Lewrie knew that Mr. Alexander Dalrymple was the Hydrographer of the Navy, for the very good reason that it was to that worthy that Lewrie had mailed the up-dated charts and soundings that Lt. Tristan Bury had made of Bermudan waters, just before Lewrie had dragooned him into his little anti-privateering squadron in the Spring.

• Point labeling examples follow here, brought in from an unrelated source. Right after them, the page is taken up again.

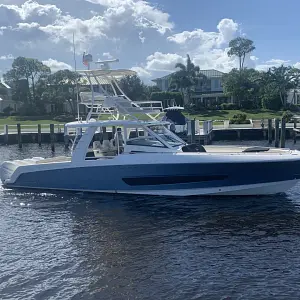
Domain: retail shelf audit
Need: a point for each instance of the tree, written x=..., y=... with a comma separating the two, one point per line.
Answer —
x=282, y=78
x=59, y=88
x=28, y=69
x=243, y=86
x=240, y=47
x=133, y=87
x=186, y=78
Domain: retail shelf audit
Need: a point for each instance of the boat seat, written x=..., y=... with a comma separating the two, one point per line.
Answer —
x=256, y=149
x=193, y=148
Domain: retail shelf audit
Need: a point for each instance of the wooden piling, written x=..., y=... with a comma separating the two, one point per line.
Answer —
x=52, y=137
x=193, y=130
x=66, y=138
x=5, y=134
x=39, y=134
x=294, y=131
x=270, y=131
x=104, y=134
x=276, y=133
x=282, y=136
x=19, y=136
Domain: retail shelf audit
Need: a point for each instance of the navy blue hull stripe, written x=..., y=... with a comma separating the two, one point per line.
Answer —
x=160, y=180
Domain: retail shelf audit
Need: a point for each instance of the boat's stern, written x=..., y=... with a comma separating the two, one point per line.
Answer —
x=7, y=168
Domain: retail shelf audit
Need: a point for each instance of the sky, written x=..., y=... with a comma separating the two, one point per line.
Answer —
x=148, y=36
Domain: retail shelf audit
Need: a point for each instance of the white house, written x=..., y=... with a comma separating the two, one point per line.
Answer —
x=6, y=97
x=209, y=93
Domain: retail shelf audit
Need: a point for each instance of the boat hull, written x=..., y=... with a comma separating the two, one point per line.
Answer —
x=170, y=179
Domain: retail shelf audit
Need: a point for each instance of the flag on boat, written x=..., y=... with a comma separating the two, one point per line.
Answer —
x=84, y=60
x=87, y=59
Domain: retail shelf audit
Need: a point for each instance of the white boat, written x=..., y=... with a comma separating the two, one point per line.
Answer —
x=176, y=118
x=145, y=157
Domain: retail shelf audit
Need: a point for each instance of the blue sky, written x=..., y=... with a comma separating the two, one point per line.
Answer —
x=149, y=36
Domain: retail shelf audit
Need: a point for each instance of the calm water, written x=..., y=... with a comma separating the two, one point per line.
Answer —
x=83, y=246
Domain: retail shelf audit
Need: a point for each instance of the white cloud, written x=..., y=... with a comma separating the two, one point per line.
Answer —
x=55, y=65
x=206, y=49
x=227, y=29
x=141, y=12
x=163, y=61
x=143, y=73
x=28, y=26
x=141, y=37
x=254, y=58
x=108, y=55
x=32, y=8
x=84, y=30
x=272, y=63
x=7, y=57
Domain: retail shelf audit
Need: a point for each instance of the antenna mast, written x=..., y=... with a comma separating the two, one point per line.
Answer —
x=75, y=66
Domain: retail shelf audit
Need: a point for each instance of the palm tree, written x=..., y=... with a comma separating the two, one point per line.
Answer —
x=186, y=78
x=283, y=78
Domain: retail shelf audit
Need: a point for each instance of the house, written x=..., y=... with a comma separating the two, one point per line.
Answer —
x=6, y=97
x=208, y=93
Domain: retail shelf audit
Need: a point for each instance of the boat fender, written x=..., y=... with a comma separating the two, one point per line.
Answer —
x=193, y=148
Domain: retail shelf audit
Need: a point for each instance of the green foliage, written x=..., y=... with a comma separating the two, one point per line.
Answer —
x=166, y=97
x=29, y=70
x=59, y=88
x=287, y=115
x=294, y=108
x=64, y=118
x=228, y=106
x=239, y=119
x=281, y=80
x=29, y=109
x=7, y=110
x=248, y=104
x=240, y=47
x=186, y=78
x=242, y=85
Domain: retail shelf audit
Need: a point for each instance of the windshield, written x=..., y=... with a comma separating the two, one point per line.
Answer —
x=167, y=135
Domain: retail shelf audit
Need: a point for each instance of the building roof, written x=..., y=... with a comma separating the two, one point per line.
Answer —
x=212, y=73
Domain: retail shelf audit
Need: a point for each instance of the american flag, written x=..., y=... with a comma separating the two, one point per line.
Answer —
x=84, y=61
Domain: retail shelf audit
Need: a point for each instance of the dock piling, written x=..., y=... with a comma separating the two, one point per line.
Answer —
x=19, y=137
x=270, y=129
x=282, y=136
x=294, y=131
x=52, y=137
x=193, y=130
x=5, y=134
x=39, y=134
x=276, y=133
x=66, y=138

“Well, he’s in charge of charts and such,” the other breezily said between quick puffs on the cheroot before handing it over. “Even if Admiralty doesn’t print its own. The Board’s decided that all the troop transports, and the Lieutenants assigned to each one, must have them … the Cape of Good Hope, and the separate charts for Table Bay, and Cape Town, Blaauwburg Bay, Saldanha Bay, even Simon’s Bay on the other side of the Cape. If the hired-on transport masters want their own copies, they can buy them, but Admiralty will foot the bill for our people. Now, which office gets the bill, that’s the question!”

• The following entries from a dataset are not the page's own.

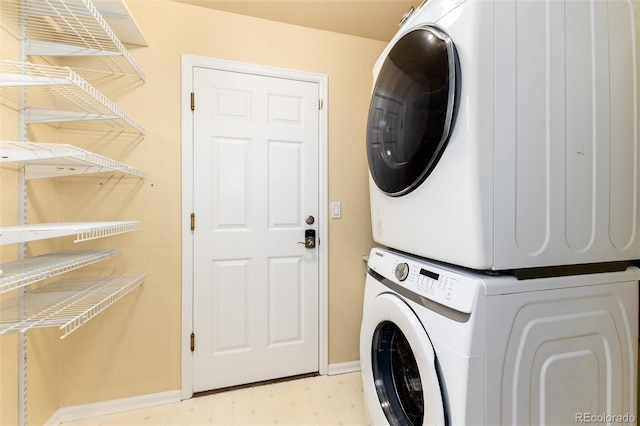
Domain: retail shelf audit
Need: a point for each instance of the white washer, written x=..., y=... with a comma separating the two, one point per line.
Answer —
x=510, y=126
x=445, y=346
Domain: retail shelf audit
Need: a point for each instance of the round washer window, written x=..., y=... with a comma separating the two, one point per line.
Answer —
x=411, y=110
x=396, y=376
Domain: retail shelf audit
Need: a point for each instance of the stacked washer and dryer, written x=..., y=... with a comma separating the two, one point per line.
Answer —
x=502, y=144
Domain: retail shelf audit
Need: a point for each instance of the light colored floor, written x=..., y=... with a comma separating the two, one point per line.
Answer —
x=321, y=400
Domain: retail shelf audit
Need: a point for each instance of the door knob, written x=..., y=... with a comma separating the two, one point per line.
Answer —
x=309, y=238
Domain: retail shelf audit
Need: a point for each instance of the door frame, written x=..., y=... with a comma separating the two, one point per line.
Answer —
x=188, y=63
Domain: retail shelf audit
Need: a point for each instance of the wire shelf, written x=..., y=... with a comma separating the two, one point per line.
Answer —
x=57, y=95
x=46, y=160
x=67, y=28
x=67, y=304
x=20, y=273
x=84, y=231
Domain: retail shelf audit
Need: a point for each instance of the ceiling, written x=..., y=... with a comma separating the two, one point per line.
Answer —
x=375, y=19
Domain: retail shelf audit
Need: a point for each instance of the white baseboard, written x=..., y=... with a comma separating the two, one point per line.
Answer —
x=343, y=367
x=79, y=412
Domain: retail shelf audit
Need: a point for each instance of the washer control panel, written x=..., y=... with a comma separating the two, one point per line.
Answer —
x=432, y=281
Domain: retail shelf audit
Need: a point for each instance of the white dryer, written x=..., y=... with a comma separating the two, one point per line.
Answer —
x=447, y=346
x=504, y=134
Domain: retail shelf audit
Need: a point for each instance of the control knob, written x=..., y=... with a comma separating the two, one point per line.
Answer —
x=402, y=271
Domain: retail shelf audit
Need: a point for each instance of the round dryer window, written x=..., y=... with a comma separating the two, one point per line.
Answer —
x=412, y=110
x=396, y=376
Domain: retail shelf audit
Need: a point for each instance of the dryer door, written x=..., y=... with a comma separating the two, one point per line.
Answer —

“We’ll be dashing all over London to purchase them, or pay for rush jobs to have them printed,” the fellow from the Hydrography Office bemoaned. “Then, we’ll have to amend them all with the latest soundings and hazards! By hand! When will Marsden let us know?”
“His Majesty Head Clerk Swami said the Board will tell him by mid-afternoon … just in time to ruin your evening, hah hah!”

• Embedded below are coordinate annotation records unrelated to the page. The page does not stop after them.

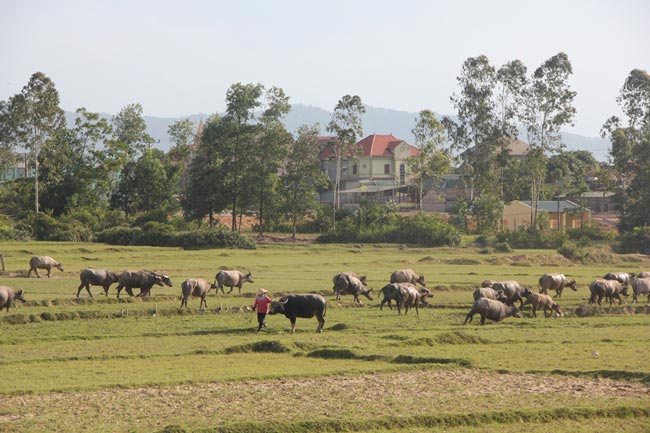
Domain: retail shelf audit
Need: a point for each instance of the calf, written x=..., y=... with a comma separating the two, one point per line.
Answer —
x=195, y=287
x=555, y=282
x=640, y=286
x=407, y=276
x=8, y=296
x=303, y=306
x=543, y=302
x=347, y=283
x=97, y=277
x=43, y=262
x=490, y=309
x=231, y=279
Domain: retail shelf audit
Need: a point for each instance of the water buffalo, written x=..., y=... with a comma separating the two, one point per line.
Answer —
x=303, y=306
x=490, y=309
x=97, y=277
x=512, y=290
x=390, y=292
x=8, y=296
x=231, y=279
x=195, y=287
x=622, y=277
x=490, y=293
x=407, y=276
x=555, y=282
x=341, y=282
x=540, y=301
x=43, y=262
x=640, y=286
x=346, y=283
x=144, y=280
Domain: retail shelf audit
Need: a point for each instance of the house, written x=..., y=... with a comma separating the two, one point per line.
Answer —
x=562, y=213
x=377, y=171
x=21, y=168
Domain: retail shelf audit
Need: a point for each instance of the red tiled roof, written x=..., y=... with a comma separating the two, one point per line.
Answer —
x=374, y=145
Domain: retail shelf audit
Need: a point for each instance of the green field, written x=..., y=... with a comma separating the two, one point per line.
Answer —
x=144, y=365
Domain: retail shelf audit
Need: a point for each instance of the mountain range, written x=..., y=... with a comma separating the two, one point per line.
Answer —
x=375, y=121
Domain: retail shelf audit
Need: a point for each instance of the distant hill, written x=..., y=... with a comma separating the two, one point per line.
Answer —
x=375, y=121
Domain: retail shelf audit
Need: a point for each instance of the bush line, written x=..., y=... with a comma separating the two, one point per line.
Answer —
x=425, y=421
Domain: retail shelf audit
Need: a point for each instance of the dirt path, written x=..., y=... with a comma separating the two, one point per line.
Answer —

“Gentlemen,” Lewrie intruded, putting his stern face on. “You may believe that discussing what sounds like a secret expedition to Cape Town is safe, here behind the curtain wall, but you never know who might be listening. The matter is better mentioned safely inside the building, if at all.”
“Sorry, sir, we didn’t—,” the young fellow whom Lewrie took to be a junior scribbler in William Marsden’s office said with a shocked look.
“Well, I doubt the tea vendor or the newspaper boys are Dutch, so it might be alright,” Lewrie allowed, giving them a reprieve, and a grin. “Upon that head, though … there is an expedition planning to capture Cape Town from the Dutch? I was there several years ago, and took the opportunity to hunt and ride all over the town and its environs, over to Simon’s Town on False Bay? When you speak with Mister Marsden, pray do you mention to him that Captain Lewrie of the Reliant frigate, who’s waiting word for an interview, may prove useful to the endeavour, hmm?”
“Captain Lewrie and the Reliant frigate, of course, sir,” the young clerk replied, nodding as he committed that to memory. “I shall as soon as I am abovestairs, sir. And, thank you for your caution … about the, ahem.”